C’est difficile, forcément. Il y a toujours de l’appréhension. Quand on s’approche d’un barrage, on est accueilli par des projectiles, certains ont des barres de fer ou des bouts de bois.

Le moral ne doit pas être bon…

On est fatigués, épuisés mais on tient le coup. On a parfois la satisfaction de se dire qu’on fait quelque chose de bien mais quand on voit que la Jungle s’agrandit un peu plus tous les jours, on se pose des questions. On est habitué à être pris à partie dans les manifestations ou dans le cadre des violences urbaines mais c’est différent. On en parle entre nous, on essaye en tout cas. Et si des policiers sont vraiment affectés, ils peuvent aller voir un psychologue de notre service.

Vous avez parfois l’impression de ne servir à rien ?

On se rend compte qu’on n’appréhende pas la plupart des personnes qui installent ces barrages. Et quand ils sont interpellés, la majorité est libérée et recommence, parfois quelques heures après. C’est frustrant et il y a beaucoup de lassitude.

Revenons à votre mission à Calais. Vous avez un avis sur la situation actuelle ?

On souhaite que ça aille mieux évidemment, mais si on me demandait de vivre ici, je refuserais. Les Calaisiens sont les plus à plaindre dans cette histoire. Que dire, à part que c’est une catastrophe ? On ne sait pas gérer cette misère humaine…

Justement, vous discutez avec ces Calaisiens, vous les rencontrez ?

Souvent. Ils sont contents de nous voir et j’ai l’impression qu’ils aiment leur police. Ça fait plaisir et ça nous aide à tenir le coup.

Les différents gouvernements se cassent les dents sur le sujet depuis un moment. Si on vous demandait votre avis ?
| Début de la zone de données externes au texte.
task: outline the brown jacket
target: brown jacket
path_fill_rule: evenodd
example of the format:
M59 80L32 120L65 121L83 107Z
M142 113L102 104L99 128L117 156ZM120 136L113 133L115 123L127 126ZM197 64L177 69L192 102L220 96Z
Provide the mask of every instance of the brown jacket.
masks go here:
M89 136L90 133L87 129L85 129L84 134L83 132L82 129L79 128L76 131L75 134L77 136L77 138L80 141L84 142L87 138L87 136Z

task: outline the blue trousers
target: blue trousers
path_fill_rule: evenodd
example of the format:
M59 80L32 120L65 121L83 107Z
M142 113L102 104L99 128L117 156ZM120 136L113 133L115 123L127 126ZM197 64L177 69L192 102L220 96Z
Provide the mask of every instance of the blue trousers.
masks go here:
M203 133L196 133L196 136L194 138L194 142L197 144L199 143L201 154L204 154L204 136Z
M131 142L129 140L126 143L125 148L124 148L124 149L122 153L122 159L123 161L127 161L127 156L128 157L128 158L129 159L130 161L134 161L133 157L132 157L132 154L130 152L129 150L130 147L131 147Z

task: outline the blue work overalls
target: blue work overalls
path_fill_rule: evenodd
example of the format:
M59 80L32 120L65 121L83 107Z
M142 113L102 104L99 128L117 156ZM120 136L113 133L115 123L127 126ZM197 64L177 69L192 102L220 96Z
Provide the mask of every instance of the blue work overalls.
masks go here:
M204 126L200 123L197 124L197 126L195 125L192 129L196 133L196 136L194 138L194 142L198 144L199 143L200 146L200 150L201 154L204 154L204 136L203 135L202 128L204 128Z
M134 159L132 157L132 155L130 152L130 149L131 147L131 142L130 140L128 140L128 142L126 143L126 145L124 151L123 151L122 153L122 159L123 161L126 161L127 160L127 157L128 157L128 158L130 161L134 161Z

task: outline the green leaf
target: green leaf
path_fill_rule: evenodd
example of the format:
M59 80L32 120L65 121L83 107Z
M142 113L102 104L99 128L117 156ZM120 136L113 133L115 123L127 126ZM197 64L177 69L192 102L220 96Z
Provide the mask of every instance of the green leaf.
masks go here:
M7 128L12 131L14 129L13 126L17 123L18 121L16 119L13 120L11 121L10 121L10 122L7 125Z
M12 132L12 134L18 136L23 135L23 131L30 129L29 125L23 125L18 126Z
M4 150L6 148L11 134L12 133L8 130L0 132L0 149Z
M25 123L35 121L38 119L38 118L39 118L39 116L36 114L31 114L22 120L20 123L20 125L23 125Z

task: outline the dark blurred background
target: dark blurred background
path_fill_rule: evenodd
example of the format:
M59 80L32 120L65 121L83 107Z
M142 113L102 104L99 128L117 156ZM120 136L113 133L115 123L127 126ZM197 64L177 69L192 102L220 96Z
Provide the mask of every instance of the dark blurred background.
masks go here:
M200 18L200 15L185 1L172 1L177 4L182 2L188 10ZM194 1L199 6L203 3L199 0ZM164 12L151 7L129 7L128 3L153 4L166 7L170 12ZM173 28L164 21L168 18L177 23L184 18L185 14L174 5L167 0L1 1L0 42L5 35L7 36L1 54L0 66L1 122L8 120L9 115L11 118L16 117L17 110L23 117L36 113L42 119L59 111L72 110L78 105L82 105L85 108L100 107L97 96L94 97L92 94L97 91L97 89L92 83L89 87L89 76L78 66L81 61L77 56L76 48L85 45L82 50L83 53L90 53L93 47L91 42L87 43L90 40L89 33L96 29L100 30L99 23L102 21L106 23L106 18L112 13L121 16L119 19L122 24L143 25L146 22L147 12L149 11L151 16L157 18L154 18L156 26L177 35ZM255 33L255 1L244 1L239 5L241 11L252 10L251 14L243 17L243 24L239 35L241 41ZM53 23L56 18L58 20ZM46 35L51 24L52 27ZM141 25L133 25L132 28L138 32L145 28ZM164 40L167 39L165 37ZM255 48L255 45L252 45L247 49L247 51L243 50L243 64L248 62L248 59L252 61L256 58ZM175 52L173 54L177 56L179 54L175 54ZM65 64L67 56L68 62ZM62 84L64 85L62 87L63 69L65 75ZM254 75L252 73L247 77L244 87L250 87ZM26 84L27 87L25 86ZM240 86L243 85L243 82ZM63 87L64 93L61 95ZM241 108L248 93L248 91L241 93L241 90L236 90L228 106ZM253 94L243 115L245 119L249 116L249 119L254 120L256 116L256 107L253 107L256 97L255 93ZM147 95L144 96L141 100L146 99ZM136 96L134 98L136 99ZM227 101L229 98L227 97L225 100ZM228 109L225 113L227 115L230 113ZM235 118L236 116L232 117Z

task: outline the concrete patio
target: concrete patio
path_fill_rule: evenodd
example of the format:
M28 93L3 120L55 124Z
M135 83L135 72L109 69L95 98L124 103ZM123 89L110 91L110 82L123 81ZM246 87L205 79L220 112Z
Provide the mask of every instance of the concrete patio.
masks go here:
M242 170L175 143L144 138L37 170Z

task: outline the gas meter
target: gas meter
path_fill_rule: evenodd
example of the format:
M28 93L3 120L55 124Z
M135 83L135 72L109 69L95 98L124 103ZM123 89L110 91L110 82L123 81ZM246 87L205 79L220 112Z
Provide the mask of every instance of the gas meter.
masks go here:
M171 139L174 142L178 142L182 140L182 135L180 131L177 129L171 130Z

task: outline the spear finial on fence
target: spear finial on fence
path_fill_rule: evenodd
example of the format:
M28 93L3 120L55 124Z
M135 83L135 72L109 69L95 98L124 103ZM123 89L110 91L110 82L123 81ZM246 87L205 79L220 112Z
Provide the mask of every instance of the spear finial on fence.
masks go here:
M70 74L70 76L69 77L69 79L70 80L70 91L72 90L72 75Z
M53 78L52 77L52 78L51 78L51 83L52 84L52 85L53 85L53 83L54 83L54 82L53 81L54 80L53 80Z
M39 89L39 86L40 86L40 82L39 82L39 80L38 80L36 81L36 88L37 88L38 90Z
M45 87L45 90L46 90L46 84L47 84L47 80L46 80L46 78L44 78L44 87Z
J’inviterais les élus à venir sur le terrain lors des attaques et à discuter avec les Calaisiens qui se sentent meurtris. Le gouvernement doit se rendre compte de la situation sur le terrain. Bernard Cazeneuve devrait passer une nuit avec nous sur la rocade.

Que pensez-vous des migrants présents à Calais ?

On est partagé entre la misère que ces gens vivent, ceux qui quittent un pays en guerre pour se réfugier chez nous. Et puis il y en a certains qui viennent pour piller les camions et commettre des méfaits sur notre territoire. Ces personnes devraient être expulsées. Comme partout, il y a des gens bien, des gens mauvais. Il faut s’occuper des premiers et pas de ceux qui profitent du système. Et puis, il y a ceux qui sont manipulés…

… Par les No border ?

Oui, les No border qui nous filment avec leurs caméras, qui disent aux migrants ce qu’il faut faire…

Vous craignez un jour qu’un policier perde la vie sur la rocade ?

Tous les soirs. On pense au camion qui nous percute… On exerce un métier plus exposé que les autres. Mais parfois on s’étonne d’entendre dire que c’est notre fonction. Des situations dangereuses, il y en a tous les jours. Nous avons eu l’exemple où un collègue était sur un barrage et un poids lourd a dévié de sa trajectoire. Il a dû se jeter sur le côté de la route et il a été blessé aux jambes. Ça aurait pu être pire mais ce sont des tensions que nous rencontrons toutes les nuits. Ça nous touche. La durée de vie sur la bande d’arrêt d’urgence est de 15 minutes. On nous demande d’y rester six heures… Il y aura un accident un jour, je ne vois pas comment ça pourrait être autrement.

Est-ce que vous avez l’impression d’exercer votre métier à Calais ?

On essaye de le faire mais retirer des branches de la voie de circulation, ce n’est pas notre métier. Porter assistance aux personnes et effectuer un maintien de l’ordre, ce sont nos vraies fonctions.

De nouvelles compagnies de CRS sont arrivées à Calais. C’est ça la solution, plus de flics ?

Vous pouvez mettre autant de CRS que vous voulez, si une décision n’est pas prise par le gouvernement, ça ne servira à rien.

Pourquoi ces nouvelles compagnies alors ? C’est pour rassurer les Calaisiens, les élus, le gouvernement ?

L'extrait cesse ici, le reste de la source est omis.